Por Sérgio Leo—Há pouco mais de um ano, esteve no Brasil uma missão de especialistas de organizações não governamentais ucranianas, com ligações no governo de Vladimir Zelensky. Vieram para uma ofensiva de charme, com projetos culturais e de proteção ao meio ambiente; chegaram a discutir um acordo de cooperação com a Orquesta Sinfônica de São Paulo; a guerra adiou tudo. Muito à margem da agenda oficial, porém, um aspecto curioso em Brasília chamou atenção do grupo: o forte tom de vermelho da terra do Cerrado, que só começava a ganhar áreas esparsas de vegetação, com as chuvas que voltavam.
Os ucranianos, volta e meia, comentavam a impressão causada pela cor intensa dos grandes espaços em torno das avenidas da capital. Não faltava assunto, mas esse tema fora da pauta entrou com frequência na conversa.
Já em dezembro passado, quem veio à cidade, entre tantos visitantes, muitos deles em visita para as festas de fim de ano, foi uma carioca especial, minha mãe. E ela falava, a cada passeio, da beleza espantosa das amplas áreas de verde, vibrantes com as águas que deram fim ao longo período de seca em 2024.
Serve de metáfora para a vida cotidiana, esse ciclo que impressiona as visitas e influencia o lazer e as condições de trabalho dos brasilienses.
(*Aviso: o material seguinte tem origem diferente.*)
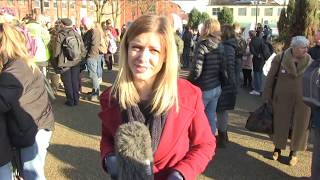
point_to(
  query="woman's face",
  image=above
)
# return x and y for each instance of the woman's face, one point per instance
(299, 52)
(144, 57)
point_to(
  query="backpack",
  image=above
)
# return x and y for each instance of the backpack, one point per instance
(241, 46)
(311, 85)
(71, 47)
(112, 47)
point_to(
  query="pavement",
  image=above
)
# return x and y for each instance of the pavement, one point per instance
(74, 149)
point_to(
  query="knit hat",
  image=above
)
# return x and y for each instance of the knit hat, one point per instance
(66, 21)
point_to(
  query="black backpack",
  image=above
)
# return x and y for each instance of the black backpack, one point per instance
(71, 47)
(311, 84)
(241, 46)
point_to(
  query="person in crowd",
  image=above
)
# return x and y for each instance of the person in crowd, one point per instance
(147, 89)
(205, 72)
(247, 65)
(92, 41)
(260, 52)
(68, 68)
(227, 99)
(187, 38)
(290, 115)
(23, 98)
(42, 39)
(103, 49)
(240, 51)
(314, 52)
(123, 30)
(112, 29)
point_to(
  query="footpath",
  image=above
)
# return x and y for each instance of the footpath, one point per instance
(74, 150)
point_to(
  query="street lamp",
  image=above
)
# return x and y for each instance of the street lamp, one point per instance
(257, 2)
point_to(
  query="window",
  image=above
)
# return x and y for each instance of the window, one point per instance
(253, 12)
(268, 11)
(242, 11)
(46, 3)
(10, 2)
(215, 11)
(37, 3)
(21, 2)
(279, 11)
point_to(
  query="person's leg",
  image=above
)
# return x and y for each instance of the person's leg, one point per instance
(210, 100)
(92, 64)
(245, 77)
(67, 83)
(6, 172)
(75, 74)
(315, 167)
(33, 157)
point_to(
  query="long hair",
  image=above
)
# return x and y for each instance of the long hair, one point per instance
(211, 26)
(13, 46)
(164, 94)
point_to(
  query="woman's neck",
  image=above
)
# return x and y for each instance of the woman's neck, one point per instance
(144, 89)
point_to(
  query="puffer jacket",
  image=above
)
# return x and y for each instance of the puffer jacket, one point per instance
(208, 62)
(227, 99)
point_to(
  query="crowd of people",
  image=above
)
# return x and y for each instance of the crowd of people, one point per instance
(185, 118)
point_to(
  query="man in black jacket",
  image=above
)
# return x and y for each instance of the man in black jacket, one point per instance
(69, 68)
(261, 53)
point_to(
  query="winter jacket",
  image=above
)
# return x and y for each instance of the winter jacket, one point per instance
(289, 110)
(92, 40)
(59, 60)
(186, 144)
(227, 99)
(5, 148)
(260, 52)
(314, 52)
(22, 89)
(208, 63)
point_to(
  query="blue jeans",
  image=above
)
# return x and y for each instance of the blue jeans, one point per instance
(33, 157)
(315, 167)
(210, 100)
(6, 172)
(257, 80)
(92, 64)
(100, 66)
(186, 56)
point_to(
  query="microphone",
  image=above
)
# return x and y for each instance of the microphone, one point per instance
(134, 152)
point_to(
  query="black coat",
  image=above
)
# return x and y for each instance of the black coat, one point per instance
(260, 51)
(208, 62)
(5, 148)
(227, 99)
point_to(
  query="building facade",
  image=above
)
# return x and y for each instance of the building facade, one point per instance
(247, 12)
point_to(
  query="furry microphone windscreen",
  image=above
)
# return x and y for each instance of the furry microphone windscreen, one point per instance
(134, 152)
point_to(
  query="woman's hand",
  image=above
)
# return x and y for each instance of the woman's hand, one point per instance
(111, 165)
(175, 175)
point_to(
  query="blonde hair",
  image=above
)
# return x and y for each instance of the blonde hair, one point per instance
(211, 26)
(165, 89)
(13, 46)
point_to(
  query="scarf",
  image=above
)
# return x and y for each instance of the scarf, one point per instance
(142, 113)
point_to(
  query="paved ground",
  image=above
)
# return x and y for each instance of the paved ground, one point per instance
(74, 149)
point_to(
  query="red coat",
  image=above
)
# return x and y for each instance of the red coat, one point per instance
(186, 144)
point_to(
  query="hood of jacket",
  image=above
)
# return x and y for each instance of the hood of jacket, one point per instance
(230, 42)
(289, 65)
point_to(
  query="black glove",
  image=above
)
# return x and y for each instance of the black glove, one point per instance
(111, 165)
(175, 175)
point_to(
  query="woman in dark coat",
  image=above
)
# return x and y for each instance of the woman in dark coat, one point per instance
(289, 111)
(227, 99)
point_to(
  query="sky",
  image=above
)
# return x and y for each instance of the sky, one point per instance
(187, 5)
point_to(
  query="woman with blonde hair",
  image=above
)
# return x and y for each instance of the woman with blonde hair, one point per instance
(206, 70)
(24, 104)
(147, 89)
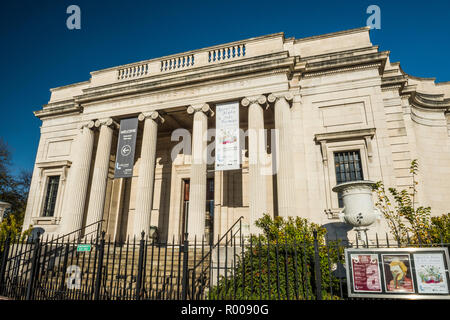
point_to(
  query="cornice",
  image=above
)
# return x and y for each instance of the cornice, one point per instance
(430, 101)
(59, 108)
(283, 64)
(396, 82)
(349, 63)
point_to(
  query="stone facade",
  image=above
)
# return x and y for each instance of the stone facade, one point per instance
(323, 94)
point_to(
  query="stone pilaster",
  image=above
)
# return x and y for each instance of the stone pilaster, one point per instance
(100, 174)
(197, 192)
(144, 197)
(256, 157)
(78, 181)
(283, 154)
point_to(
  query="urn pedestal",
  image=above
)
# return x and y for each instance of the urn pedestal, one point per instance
(359, 210)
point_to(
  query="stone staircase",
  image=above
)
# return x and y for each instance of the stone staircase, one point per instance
(162, 274)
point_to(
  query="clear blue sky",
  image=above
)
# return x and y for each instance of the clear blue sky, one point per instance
(39, 52)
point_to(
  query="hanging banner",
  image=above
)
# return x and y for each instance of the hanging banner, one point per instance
(125, 148)
(228, 152)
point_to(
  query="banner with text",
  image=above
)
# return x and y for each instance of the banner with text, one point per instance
(125, 148)
(228, 152)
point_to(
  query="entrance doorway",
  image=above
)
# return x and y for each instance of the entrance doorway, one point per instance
(209, 210)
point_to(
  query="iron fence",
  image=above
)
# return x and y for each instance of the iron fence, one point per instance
(235, 267)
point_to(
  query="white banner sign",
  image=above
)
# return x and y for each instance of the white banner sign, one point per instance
(228, 152)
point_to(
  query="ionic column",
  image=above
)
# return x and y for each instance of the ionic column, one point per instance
(77, 183)
(256, 157)
(197, 192)
(144, 197)
(100, 174)
(283, 155)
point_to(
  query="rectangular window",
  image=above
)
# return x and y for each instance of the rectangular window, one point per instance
(50, 197)
(348, 168)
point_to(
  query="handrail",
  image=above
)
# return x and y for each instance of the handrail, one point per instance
(58, 238)
(230, 230)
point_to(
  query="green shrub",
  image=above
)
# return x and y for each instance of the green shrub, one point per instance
(279, 263)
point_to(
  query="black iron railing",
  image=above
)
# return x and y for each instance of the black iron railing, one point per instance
(235, 267)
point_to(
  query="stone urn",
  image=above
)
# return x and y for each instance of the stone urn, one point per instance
(359, 210)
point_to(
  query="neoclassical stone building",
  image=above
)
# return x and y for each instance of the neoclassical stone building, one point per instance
(342, 111)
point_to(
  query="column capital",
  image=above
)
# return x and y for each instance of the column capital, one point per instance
(247, 101)
(86, 124)
(274, 97)
(203, 107)
(109, 122)
(154, 115)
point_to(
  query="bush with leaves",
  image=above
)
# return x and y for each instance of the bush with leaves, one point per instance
(440, 229)
(408, 222)
(279, 263)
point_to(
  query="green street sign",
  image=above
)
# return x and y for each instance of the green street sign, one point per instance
(83, 248)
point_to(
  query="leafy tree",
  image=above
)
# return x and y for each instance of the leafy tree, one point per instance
(279, 263)
(408, 222)
(14, 190)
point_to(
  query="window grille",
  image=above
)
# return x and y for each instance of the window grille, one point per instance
(348, 168)
(50, 197)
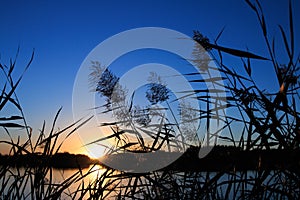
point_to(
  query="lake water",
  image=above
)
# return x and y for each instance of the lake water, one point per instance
(242, 181)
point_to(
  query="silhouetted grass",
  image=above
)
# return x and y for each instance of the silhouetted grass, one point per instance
(268, 120)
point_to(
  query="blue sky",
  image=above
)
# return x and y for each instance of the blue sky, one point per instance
(64, 32)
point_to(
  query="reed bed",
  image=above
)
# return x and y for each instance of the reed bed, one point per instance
(268, 121)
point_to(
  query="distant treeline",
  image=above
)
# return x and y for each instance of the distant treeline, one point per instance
(227, 158)
(58, 160)
(232, 158)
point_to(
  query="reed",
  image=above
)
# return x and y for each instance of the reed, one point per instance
(268, 121)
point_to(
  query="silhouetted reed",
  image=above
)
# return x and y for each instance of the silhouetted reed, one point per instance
(269, 120)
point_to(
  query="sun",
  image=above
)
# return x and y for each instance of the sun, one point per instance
(95, 151)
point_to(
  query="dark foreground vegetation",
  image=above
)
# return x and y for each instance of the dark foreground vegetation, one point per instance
(268, 143)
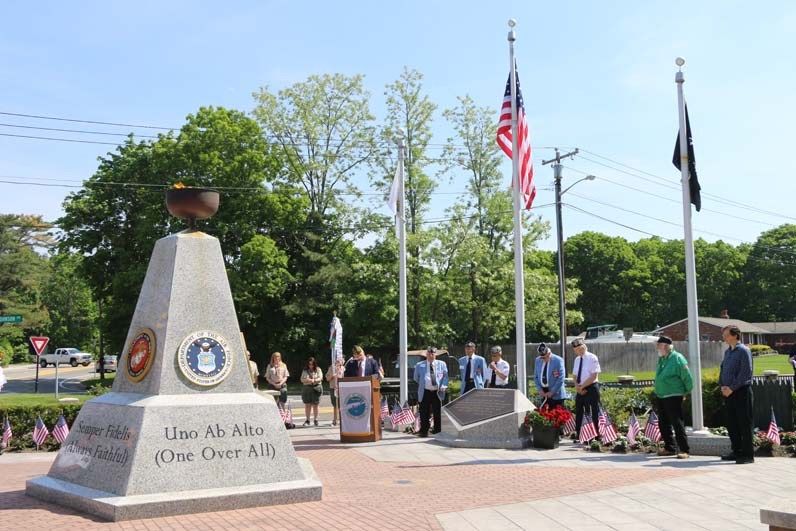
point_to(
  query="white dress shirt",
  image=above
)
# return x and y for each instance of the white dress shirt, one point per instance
(504, 367)
(591, 366)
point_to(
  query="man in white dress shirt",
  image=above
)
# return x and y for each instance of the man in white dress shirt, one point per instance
(497, 374)
(586, 370)
(431, 377)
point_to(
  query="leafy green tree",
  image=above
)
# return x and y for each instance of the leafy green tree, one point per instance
(23, 272)
(769, 277)
(72, 311)
(119, 214)
(410, 114)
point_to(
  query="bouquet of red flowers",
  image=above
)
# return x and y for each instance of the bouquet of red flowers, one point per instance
(546, 416)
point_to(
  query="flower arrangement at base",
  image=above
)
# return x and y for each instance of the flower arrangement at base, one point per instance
(555, 417)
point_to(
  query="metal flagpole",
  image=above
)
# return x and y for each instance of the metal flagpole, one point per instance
(519, 273)
(402, 327)
(690, 262)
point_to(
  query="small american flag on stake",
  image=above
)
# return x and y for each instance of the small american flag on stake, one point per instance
(527, 189)
(634, 429)
(773, 430)
(286, 412)
(651, 430)
(607, 431)
(587, 430)
(40, 432)
(570, 426)
(61, 429)
(7, 433)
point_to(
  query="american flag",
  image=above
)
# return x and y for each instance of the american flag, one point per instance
(61, 429)
(7, 433)
(773, 430)
(40, 432)
(286, 412)
(634, 429)
(587, 431)
(651, 430)
(570, 426)
(405, 415)
(504, 135)
(607, 431)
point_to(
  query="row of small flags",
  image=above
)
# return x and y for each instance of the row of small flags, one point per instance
(652, 431)
(40, 431)
(400, 414)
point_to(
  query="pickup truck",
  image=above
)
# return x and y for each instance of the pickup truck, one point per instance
(72, 356)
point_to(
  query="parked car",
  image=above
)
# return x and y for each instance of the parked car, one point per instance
(72, 356)
(110, 363)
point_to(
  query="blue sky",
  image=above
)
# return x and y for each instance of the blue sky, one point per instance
(599, 76)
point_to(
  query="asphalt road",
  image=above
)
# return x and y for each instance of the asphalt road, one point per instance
(22, 378)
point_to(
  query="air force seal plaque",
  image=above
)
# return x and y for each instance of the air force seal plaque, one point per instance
(140, 355)
(205, 358)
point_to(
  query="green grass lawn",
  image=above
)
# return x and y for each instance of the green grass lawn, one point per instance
(36, 399)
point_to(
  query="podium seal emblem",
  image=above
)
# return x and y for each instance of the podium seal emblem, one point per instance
(140, 355)
(205, 358)
(356, 406)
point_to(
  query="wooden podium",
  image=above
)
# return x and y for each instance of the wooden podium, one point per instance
(359, 400)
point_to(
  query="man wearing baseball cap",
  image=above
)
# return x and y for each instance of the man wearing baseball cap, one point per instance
(472, 367)
(548, 375)
(497, 374)
(673, 382)
(585, 370)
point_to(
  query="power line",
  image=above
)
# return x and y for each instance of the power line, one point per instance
(383, 143)
(675, 201)
(60, 119)
(647, 216)
(668, 183)
(80, 131)
(8, 179)
(366, 228)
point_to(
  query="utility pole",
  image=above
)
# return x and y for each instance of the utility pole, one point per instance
(562, 306)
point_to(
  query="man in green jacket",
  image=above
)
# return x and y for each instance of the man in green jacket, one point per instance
(673, 383)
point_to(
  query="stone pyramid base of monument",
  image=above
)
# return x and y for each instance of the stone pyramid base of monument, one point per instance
(136, 455)
(183, 431)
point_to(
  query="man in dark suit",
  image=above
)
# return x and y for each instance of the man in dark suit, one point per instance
(360, 365)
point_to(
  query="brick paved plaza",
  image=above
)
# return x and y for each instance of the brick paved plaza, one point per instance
(406, 483)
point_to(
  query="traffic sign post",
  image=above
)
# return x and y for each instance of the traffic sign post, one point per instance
(39, 344)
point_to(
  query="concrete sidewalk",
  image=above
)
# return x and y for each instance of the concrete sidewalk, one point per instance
(410, 483)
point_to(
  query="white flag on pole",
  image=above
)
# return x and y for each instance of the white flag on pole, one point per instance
(336, 339)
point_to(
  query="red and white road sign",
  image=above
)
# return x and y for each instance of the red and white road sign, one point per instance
(39, 344)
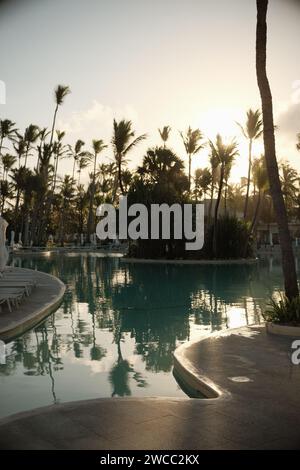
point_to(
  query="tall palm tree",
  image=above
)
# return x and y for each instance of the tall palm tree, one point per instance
(43, 135)
(31, 135)
(60, 93)
(8, 162)
(214, 165)
(98, 147)
(260, 178)
(191, 141)
(164, 133)
(252, 131)
(82, 163)
(288, 260)
(298, 143)
(5, 193)
(20, 148)
(289, 179)
(123, 141)
(67, 195)
(59, 151)
(7, 131)
(224, 154)
(76, 153)
(19, 177)
(202, 181)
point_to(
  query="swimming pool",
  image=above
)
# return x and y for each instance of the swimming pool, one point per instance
(119, 324)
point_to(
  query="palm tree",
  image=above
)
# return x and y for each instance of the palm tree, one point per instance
(67, 195)
(289, 179)
(214, 165)
(123, 141)
(31, 135)
(59, 150)
(76, 153)
(60, 93)
(288, 260)
(8, 162)
(192, 146)
(164, 133)
(20, 148)
(202, 181)
(43, 135)
(19, 177)
(224, 154)
(98, 147)
(5, 192)
(260, 178)
(252, 131)
(82, 163)
(7, 131)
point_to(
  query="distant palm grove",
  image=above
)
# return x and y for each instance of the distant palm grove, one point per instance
(44, 207)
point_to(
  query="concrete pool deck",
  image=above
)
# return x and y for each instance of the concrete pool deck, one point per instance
(43, 300)
(258, 405)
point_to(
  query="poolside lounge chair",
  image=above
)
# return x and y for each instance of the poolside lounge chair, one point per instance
(11, 296)
(16, 283)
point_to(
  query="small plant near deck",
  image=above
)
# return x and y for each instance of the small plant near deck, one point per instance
(283, 310)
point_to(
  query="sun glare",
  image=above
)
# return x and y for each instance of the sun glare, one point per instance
(224, 121)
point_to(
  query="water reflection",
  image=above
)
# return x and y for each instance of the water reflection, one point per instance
(119, 324)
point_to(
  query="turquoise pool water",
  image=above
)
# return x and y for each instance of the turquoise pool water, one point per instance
(119, 324)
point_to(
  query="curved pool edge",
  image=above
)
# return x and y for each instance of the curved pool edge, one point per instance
(193, 262)
(193, 377)
(35, 308)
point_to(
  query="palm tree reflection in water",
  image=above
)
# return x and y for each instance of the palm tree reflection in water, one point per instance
(123, 322)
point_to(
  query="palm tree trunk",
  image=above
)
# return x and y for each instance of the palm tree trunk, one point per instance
(217, 211)
(211, 201)
(190, 166)
(248, 179)
(120, 174)
(288, 261)
(92, 196)
(53, 126)
(257, 210)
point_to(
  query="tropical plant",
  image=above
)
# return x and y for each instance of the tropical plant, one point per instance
(191, 140)
(289, 179)
(76, 153)
(164, 134)
(260, 179)
(252, 131)
(284, 310)
(60, 93)
(202, 182)
(223, 154)
(8, 162)
(123, 141)
(31, 135)
(98, 147)
(288, 260)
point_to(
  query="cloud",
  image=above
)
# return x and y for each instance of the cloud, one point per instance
(95, 122)
(288, 121)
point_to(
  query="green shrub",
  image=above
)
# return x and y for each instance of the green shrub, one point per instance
(233, 239)
(283, 310)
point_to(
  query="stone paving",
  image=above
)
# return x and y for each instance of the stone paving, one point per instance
(259, 406)
(44, 299)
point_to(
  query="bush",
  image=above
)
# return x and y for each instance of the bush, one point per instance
(233, 239)
(283, 311)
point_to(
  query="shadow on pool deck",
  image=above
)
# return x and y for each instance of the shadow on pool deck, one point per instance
(260, 413)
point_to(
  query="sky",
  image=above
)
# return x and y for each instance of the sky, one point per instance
(158, 62)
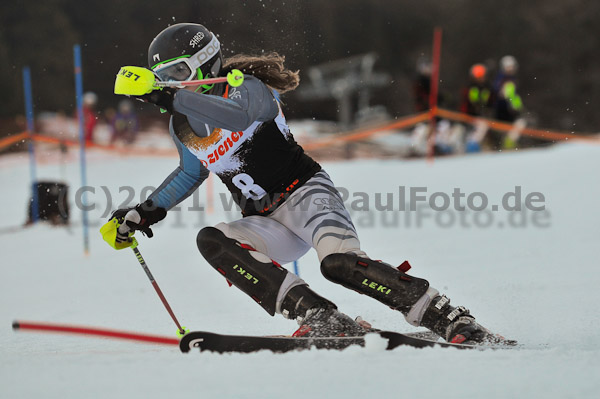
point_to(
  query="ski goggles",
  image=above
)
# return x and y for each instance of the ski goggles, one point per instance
(185, 67)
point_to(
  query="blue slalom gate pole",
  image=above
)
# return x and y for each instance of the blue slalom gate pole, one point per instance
(79, 98)
(30, 146)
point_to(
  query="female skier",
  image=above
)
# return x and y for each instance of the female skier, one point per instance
(289, 204)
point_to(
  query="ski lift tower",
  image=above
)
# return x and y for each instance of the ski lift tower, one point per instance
(342, 80)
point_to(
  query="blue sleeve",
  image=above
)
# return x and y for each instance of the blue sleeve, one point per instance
(250, 102)
(183, 181)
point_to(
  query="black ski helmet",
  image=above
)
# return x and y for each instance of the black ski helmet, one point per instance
(185, 52)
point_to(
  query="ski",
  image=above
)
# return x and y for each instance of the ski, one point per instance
(222, 343)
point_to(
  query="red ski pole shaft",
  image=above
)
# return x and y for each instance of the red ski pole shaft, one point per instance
(140, 259)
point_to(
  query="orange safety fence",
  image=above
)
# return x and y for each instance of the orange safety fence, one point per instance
(506, 127)
(355, 135)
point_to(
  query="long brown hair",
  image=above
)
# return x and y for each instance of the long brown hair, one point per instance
(268, 68)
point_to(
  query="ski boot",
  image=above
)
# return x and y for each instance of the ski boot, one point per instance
(420, 304)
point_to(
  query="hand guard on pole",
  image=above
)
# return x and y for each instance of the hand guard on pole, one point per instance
(119, 230)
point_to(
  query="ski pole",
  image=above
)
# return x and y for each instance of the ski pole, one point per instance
(235, 78)
(181, 330)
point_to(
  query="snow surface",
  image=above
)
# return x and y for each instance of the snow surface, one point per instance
(535, 284)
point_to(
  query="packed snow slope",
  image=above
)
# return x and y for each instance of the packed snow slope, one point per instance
(530, 275)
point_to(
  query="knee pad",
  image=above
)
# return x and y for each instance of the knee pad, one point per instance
(378, 280)
(260, 280)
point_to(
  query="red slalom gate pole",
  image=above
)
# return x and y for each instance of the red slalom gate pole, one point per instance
(433, 93)
(93, 331)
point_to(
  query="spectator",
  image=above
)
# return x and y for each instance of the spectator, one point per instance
(508, 101)
(125, 123)
(90, 119)
(476, 98)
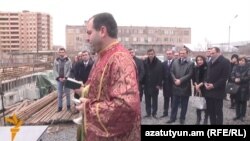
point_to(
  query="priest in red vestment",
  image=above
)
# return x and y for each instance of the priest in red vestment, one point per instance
(110, 98)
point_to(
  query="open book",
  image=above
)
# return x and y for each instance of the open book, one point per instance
(72, 83)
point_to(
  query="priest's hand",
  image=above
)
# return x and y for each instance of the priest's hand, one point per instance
(81, 106)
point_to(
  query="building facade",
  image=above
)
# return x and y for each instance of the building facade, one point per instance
(25, 31)
(138, 37)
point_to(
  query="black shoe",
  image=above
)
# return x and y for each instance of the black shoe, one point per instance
(147, 116)
(170, 121)
(68, 108)
(182, 121)
(59, 109)
(163, 116)
(236, 118)
(197, 123)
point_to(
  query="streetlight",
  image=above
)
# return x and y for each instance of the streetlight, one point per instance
(229, 29)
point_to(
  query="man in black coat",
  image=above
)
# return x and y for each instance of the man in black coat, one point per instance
(181, 73)
(217, 75)
(82, 68)
(140, 70)
(167, 81)
(152, 82)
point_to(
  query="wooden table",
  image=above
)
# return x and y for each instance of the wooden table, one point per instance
(26, 133)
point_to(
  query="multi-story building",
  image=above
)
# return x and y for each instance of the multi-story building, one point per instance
(137, 37)
(25, 31)
(75, 38)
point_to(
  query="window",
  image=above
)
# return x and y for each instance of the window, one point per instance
(134, 39)
(186, 33)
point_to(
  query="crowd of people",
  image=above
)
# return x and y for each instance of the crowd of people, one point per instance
(206, 76)
(114, 84)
Quando o desconforto já parece insuportável, vêm as tempestades que trazem a bonança, o tempo úmido comemorado na capital. Quando os inconvenientes dessa água toda passam a ser motivo de reclamações, as nuvens dão um tempo. Tempo seco, até bem agradável nos primeiros meses. Essa regularidade climática traz a confiança de que não há mal que sempre dure, nem bem que não se acabe.
Mas vivemos tempos estranhos. Em que a crise ambiental, de tão evidente, já é reconhecida até por crentes da terra plana; eventos extremos são rotina no noticiário; as chuvas tão esperadas, hoje trazem dilúvios, e a seca do ano passado em Brasília bateu todos os recordes históricos. Com um olho no céu outro nas previsões da meteorologia, fica a dúvida: será que, neste ano, será pior que antes?
A degradação do clima se soma à deterioração da política. Os nascidos em meados do século passado cresceram em um ambiente de moderado otimismo, de confiança no avanço civilizatório, na contenção das grandes potências pelo avanço das decisões multilaterais, na expansão do conhecimento pela tecnologia. Hoje, assistimos com horror a tecnologia servir de arma ideológica e propagação de mentiras; líderes de grandes potências comportarem-se como valentões da escola secundária sem ter quem os detenha; e, por todo lado, a dança triunfal de crendices, preconceitos e propaganda da violência.
Viver é muito perigoso, como dizia Guimarães Rosa — embora, em algum lugar na internet, você corra o risco de ver essa frase atribuída à Clarice Lispector, com aval de Mark Zuckerberg.
E o perigo parece estar aumentando. Mas, assim como a alternância verde-rubra dos jardins de Brasília entra de penetra em todo tipo de conversas dos visitantes da capital, é começo de ano: vale a pena deixar de lado o pessimismo, e, sem esquecer o mundo conturbado, buscar motivo para o espanto com a beleza, a arte, as boas causas e a alegria. Por falar nisso, e a Fernanda Torres, hein?